Family Court Judge Campbell appointed an attorney to represent the child’s interest, Kelley M. Enderley of Poughkeepsie, who sided with the mothers, affirming that “the child recognized only the respondents as her parents.” In an affidavit they filed in support of their motion to dismiss Joseph’s case, the mothers emphasized the limited contact they and their daughter had with Joseph, that he had seen the child only “sporadically,” and that the child did not recognize him as “anything other than an acquaintance of the family.”

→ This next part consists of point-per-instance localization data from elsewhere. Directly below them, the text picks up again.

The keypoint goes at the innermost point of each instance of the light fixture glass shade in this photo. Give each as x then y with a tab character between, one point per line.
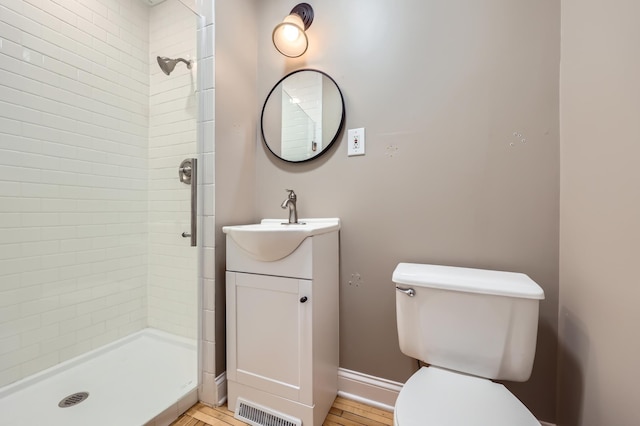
289	36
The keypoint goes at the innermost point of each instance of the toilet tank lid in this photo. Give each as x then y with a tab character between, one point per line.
469	280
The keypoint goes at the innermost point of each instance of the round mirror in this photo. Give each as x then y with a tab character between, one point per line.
302	116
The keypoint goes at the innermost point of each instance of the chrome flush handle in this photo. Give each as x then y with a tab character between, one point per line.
408	291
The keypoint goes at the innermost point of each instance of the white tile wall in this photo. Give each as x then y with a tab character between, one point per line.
173	109
73	192
91	134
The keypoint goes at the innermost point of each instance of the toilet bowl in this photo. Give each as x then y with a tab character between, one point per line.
434	396
471	326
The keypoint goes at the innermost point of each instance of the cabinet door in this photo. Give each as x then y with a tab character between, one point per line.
269	334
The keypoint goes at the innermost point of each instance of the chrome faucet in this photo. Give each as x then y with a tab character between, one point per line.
290	202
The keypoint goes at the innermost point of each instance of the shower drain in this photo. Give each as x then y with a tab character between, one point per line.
74	399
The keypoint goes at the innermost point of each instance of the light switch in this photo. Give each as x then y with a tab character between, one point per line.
355	144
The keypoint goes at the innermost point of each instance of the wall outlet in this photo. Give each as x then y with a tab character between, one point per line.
355	138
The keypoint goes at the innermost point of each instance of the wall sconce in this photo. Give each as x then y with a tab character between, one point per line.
289	36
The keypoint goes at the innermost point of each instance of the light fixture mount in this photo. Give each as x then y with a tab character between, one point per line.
305	12
289	36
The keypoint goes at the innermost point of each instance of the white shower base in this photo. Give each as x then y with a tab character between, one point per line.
148	378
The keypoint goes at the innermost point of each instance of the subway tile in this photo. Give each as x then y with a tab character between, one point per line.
77	125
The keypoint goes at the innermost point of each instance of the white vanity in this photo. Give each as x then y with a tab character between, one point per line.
282	320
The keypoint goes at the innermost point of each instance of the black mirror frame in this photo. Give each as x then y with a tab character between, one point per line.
338	131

Nonetheless, Judge Campbell denied their motion to dismiss, finding based on Joseph’s allegations of biological parenthood that the burden was on the mothers to show it was not in the child’s best interest to have a paternity test ordered to confirm that Joseph is her biological father or to have an “order of filiation” establishing his legal parental status. According to Judge Campbell, by allowing Joseph to have contact with the child over the time since her birth, the mothers had lost entitlement to the “presumption of legitimacy” of the child, and the question of equitable estoppel required a trial.

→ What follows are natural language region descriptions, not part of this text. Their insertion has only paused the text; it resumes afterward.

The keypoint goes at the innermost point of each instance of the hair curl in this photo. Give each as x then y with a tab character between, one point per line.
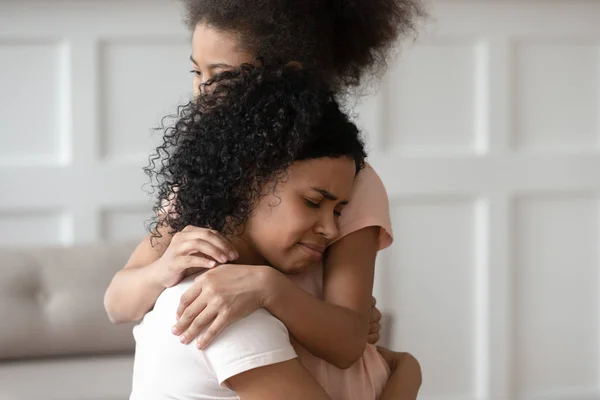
346	39
231	145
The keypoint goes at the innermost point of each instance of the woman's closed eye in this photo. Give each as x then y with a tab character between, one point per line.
313	204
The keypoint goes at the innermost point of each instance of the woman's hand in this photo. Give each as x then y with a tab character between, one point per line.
374	323
192	249
218	298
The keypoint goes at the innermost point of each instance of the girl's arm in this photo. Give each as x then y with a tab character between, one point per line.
335	328
159	263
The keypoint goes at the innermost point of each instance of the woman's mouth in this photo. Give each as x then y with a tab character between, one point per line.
315	251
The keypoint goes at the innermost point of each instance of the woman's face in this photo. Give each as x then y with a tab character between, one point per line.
291	227
214	51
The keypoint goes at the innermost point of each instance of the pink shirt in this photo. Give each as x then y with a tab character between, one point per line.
366	378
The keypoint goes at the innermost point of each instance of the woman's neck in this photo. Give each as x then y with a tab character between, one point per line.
249	255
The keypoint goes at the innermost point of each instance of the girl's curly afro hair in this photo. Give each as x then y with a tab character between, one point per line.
231	145
346	39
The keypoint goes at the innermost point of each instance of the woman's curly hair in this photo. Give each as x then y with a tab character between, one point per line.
346	39
231	145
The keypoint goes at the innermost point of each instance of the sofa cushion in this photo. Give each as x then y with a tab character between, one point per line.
51	301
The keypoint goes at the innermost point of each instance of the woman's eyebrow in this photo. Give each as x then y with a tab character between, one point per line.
329	196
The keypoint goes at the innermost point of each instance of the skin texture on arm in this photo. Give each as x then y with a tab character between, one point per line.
286	380
134	289
161	262
335	329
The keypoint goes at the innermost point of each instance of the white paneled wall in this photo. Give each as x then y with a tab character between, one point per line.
486	132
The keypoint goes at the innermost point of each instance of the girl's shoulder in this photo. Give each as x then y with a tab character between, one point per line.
368	206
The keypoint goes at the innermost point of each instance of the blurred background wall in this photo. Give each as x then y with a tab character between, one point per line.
485	131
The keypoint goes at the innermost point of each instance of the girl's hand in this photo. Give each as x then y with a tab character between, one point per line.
192	249
374	324
218	298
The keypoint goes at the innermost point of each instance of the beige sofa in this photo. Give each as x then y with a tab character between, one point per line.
56	342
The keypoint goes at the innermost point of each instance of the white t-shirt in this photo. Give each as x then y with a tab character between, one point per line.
166	369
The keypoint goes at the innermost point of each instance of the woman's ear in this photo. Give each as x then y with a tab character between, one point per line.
294	64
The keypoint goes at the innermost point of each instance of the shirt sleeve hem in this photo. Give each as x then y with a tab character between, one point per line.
255	361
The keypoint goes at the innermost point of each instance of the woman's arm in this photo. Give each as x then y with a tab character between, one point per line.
156	265
287	380
134	289
334	329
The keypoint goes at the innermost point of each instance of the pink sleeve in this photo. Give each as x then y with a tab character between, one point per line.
368	206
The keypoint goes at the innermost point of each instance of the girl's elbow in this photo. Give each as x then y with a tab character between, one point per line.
351	356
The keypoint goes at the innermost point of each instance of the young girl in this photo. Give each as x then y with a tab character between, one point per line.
346	40
268	160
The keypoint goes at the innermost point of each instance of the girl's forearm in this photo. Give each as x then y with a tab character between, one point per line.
336	334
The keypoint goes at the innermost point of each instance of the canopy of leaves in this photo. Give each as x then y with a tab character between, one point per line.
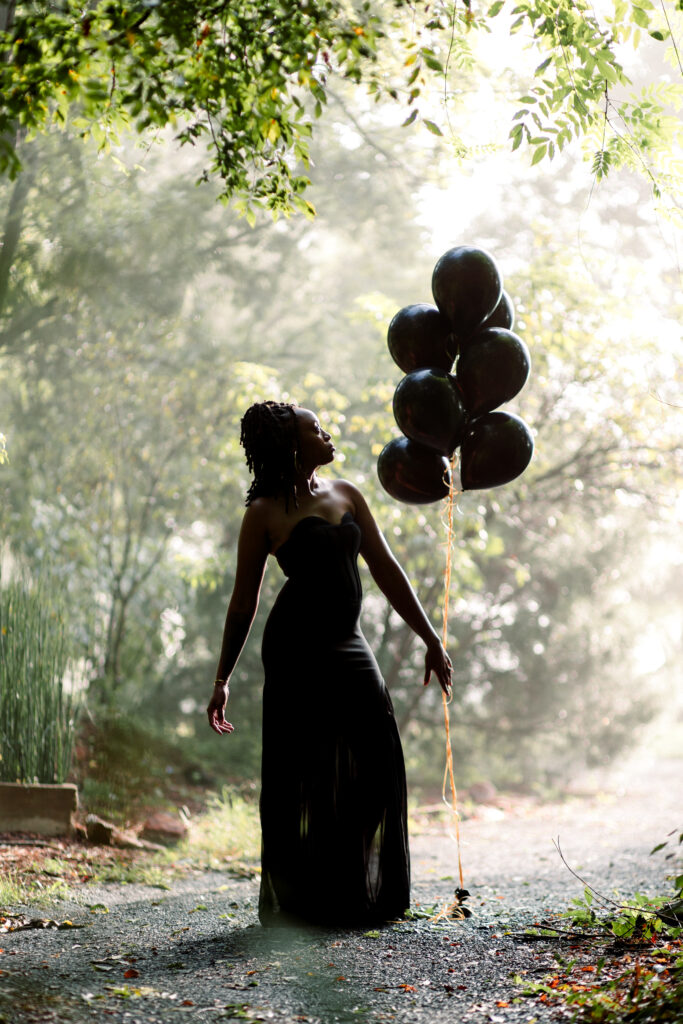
250	77
139	320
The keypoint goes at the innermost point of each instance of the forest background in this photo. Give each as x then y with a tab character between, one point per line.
139	317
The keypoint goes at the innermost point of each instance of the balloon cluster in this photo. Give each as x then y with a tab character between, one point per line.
438	410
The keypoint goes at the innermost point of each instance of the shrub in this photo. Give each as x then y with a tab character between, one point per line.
37	713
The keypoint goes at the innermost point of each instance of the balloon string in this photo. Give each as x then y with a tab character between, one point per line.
449	775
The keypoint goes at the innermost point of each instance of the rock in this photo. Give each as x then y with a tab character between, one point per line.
163	827
98	830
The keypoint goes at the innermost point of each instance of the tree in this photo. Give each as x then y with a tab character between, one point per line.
251	77
126	467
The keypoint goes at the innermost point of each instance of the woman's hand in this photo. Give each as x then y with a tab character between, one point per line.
216	710
437	660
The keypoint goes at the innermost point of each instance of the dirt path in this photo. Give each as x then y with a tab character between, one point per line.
144	955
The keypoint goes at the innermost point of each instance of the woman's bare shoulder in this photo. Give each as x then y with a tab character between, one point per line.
352	494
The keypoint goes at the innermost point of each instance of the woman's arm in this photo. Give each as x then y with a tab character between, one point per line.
252	554
395	586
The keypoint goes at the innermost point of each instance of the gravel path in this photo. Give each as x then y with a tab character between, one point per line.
144	955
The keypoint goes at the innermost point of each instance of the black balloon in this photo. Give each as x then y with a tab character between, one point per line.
497	448
493	369
467	288
429	409
503	315
420	336
413	473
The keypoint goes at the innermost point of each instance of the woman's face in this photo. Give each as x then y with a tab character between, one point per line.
315	448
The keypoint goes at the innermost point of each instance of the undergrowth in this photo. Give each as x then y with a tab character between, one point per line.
627	963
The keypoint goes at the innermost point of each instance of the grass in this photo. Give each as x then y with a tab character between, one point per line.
18	890
627	961
37	715
225	837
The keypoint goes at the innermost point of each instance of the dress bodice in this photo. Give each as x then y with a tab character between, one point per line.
319	559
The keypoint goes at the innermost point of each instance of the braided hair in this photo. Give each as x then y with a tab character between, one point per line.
270	441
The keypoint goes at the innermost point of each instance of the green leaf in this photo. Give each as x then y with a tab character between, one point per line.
433	128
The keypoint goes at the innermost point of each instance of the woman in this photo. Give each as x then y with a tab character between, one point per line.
333	788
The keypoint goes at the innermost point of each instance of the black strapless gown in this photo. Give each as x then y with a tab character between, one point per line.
333	796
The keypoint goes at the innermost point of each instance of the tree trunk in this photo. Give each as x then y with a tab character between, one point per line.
11	232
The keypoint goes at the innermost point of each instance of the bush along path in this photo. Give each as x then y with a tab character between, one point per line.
141	953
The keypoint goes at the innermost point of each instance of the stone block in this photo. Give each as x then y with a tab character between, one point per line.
41	808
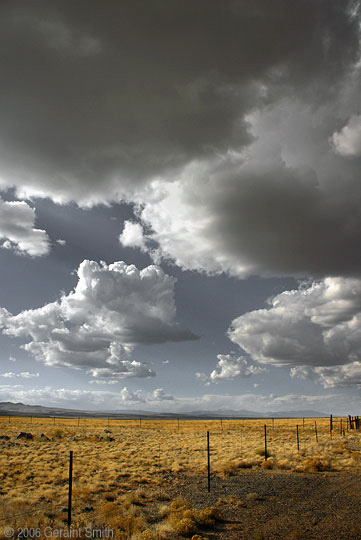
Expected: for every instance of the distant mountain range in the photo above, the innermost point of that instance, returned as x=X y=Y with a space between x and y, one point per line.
x=9 y=408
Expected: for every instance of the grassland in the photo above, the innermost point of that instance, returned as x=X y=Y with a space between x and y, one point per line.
x=121 y=468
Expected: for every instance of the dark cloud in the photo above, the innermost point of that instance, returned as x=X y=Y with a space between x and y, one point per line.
x=97 y=96
x=316 y=329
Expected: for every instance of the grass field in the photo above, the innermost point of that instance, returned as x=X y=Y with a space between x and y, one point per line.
x=120 y=467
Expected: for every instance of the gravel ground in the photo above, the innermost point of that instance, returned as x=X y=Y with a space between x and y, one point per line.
x=275 y=505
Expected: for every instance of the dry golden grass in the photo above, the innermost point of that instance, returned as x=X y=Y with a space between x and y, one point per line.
x=118 y=476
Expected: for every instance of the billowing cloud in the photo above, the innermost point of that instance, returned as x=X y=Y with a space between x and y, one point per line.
x=18 y=232
x=160 y=395
x=347 y=142
x=96 y=326
x=317 y=325
x=347 y=375
x=132 y=236
x=132 y=399
x=128 y=395
x=231 y=367
x=277 y=208
x=21 y=375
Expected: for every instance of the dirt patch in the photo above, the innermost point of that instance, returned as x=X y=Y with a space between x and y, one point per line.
x=278 y=505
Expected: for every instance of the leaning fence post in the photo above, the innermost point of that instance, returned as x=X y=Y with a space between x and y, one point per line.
x=208 y=464
x=316 y=434
x=70 y=485
x=265 y=442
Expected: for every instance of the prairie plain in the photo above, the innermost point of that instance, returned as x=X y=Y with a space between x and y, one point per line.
x=147 y=479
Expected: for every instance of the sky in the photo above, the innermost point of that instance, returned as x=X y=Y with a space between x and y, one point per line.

The Appellate Division found these rulings to be erroneous. Although the parties had not complied with the donor insemination statute, the court followed the earlier 3rd Department ruling holding that the statute was “not intended to be the exclusive means to establish the parentage of a child born through artificial insemination of a donor.”  More importantly, the court reaffirmed the emerging consensus among New York courts that married lesbian couples who have children through donor insemination are entitled to enjoy the presumption – codified elsewhere in the state’s Domestic Relations Law and in the Family Court Act – that the child is the legitimate child of the birth mother and her wife.

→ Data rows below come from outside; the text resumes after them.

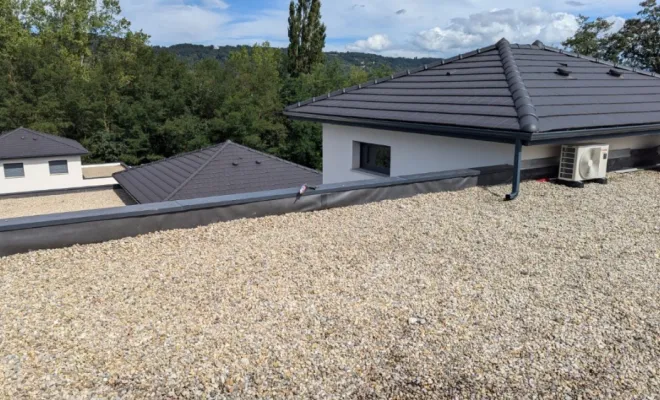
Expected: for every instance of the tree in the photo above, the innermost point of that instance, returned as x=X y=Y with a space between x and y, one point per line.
x=591 y=38
x=251 y=111
x=307 y=36
x=638 y=42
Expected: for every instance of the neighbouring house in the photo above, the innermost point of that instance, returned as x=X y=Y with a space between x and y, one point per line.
x=503 y=104
x=32 y=161
x=224 y=169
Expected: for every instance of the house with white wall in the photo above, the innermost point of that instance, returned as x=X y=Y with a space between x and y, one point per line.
x=505 y=104
x=32 y=161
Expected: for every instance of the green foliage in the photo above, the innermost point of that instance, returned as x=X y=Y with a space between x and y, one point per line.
x=306 y=36
x=75 y=68
x=193 y=54
x=591 y=37
x=637 y=44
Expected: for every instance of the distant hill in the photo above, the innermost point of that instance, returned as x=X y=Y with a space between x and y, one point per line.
x=192 y=53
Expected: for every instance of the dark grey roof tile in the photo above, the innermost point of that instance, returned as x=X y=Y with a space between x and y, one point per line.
x=476 y=91
x=26 y=143
x=215 y=174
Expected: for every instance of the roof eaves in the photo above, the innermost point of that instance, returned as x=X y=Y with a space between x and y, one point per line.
x=525 y=109
x=595 y=133
x=462 y=132
x=601 y=61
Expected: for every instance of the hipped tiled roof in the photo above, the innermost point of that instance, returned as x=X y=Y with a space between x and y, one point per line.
x=26 y=143
x=227 y=168
x=507 y=90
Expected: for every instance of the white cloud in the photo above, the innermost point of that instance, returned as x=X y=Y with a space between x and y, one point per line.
x=422 y=30
x=484 y=28
x=219 y=4
x=174 y=21
x=617 y=24
x=375 y=43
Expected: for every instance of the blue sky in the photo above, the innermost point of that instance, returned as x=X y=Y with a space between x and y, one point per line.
x=389 y=27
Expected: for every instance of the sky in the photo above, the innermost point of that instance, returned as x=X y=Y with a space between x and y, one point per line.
x=405 y=28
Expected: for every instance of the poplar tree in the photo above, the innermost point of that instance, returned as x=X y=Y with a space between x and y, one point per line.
x=306 y=36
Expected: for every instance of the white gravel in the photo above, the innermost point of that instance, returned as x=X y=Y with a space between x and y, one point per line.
x=24 y=206
x=449 y=295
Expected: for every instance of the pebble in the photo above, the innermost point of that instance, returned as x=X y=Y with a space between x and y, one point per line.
x=446 y=295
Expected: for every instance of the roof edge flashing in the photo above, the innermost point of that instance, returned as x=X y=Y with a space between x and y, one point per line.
x=527 y=118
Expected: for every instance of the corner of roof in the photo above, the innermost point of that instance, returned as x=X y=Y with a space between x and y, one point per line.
x=601 y=61
x=528 y=121
x=288 y=110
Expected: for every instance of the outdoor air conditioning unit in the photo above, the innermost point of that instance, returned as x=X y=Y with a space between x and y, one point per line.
x=581 y=163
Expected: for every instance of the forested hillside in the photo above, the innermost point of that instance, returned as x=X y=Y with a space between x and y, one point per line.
x=77 y=69
x=192 y=53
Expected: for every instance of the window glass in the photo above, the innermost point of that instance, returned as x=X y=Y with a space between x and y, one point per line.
x=376 y=158
x=14 y=170
x=58 y=167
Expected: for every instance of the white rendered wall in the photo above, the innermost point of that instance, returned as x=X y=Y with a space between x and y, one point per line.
x=38 y=178
x=411 y=153
x=417 y=153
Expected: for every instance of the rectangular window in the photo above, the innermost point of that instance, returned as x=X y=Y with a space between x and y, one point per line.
x=58 y=167
x=14 y=170
x=375 y=157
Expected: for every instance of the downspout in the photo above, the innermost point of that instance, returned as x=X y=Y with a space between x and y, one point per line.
x=527 y=119
x=517 y=161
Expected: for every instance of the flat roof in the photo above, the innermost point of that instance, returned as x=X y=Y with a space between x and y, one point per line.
x=453 y=294
x=502 y=92
x=24 y=205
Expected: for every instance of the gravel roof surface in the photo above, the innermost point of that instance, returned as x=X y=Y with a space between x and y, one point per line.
x=556 y=294
x=23 y=206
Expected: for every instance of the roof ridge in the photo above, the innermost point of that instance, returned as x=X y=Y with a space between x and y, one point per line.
x=170 y=158
x=194 y=174
x=441 y=61
x=599 y=61
x=275 y=157
x=525 y=109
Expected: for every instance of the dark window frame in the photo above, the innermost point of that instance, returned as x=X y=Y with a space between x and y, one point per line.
x=376 y=158
x=14 y=166
x=58 y=163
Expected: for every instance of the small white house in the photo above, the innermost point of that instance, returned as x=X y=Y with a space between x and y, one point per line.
x=35 y=162
x=502 y=104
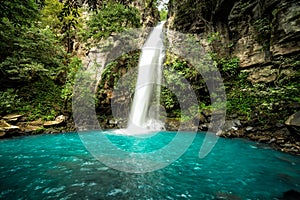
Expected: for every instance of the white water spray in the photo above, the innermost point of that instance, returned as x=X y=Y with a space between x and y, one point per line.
x=143 y=116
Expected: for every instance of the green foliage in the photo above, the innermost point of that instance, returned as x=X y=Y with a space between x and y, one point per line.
x=9 y=101
x=18 y=12
x=215 y=36
x=49 y=15
x=40 y=103
x=29 y=53
x=229 y=66
x=111 y=18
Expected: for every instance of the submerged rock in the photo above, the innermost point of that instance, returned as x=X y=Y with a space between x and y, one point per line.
x=291 y=195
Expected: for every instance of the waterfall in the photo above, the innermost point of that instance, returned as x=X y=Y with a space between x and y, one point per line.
x=144 y=115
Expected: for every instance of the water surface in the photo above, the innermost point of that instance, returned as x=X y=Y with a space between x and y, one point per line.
x=59 y=167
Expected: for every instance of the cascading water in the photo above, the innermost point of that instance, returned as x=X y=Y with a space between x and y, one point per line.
x=144 y=116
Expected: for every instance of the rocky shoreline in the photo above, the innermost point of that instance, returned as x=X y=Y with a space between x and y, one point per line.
x=282 y=137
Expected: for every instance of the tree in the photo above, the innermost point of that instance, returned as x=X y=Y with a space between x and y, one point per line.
x=111 y=18
x=69 y=17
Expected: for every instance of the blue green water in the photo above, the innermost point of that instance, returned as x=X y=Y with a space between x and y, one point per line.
x=59 y=167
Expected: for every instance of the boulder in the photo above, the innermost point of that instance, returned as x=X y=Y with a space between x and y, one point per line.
x=293 y=123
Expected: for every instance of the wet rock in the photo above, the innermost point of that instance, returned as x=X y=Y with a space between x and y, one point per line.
x=12 y=118
x=265 y=74
x=58 y=121
x=293 y=123
x=232 y=125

Although that presumption is not irrebuttable, an attempt by the sperm donor to rebut it may be blocked under the doctrine of equitable estoppel to “preserve that status of legitimacy for the child” under the circumstances presented in this case, in order to “protect a child’s established relationship with another who has assumed the parental role” – that is, Joynell, the wife of the child’s birth mother.

Here, all the facts came together to support dismissing Joseph’s case. He agreed when he donated his sperm that he would not seek any parental rights, he was not named on the birth certificate, and although he was certainly aware of the child’s birth, he did nothing to assert his legal claim for more than three years.  “During that time,” wrote the court, “the child has lived with and been cared for exclusively by the respondents, each of whom has developed a loving parental relationship with her.”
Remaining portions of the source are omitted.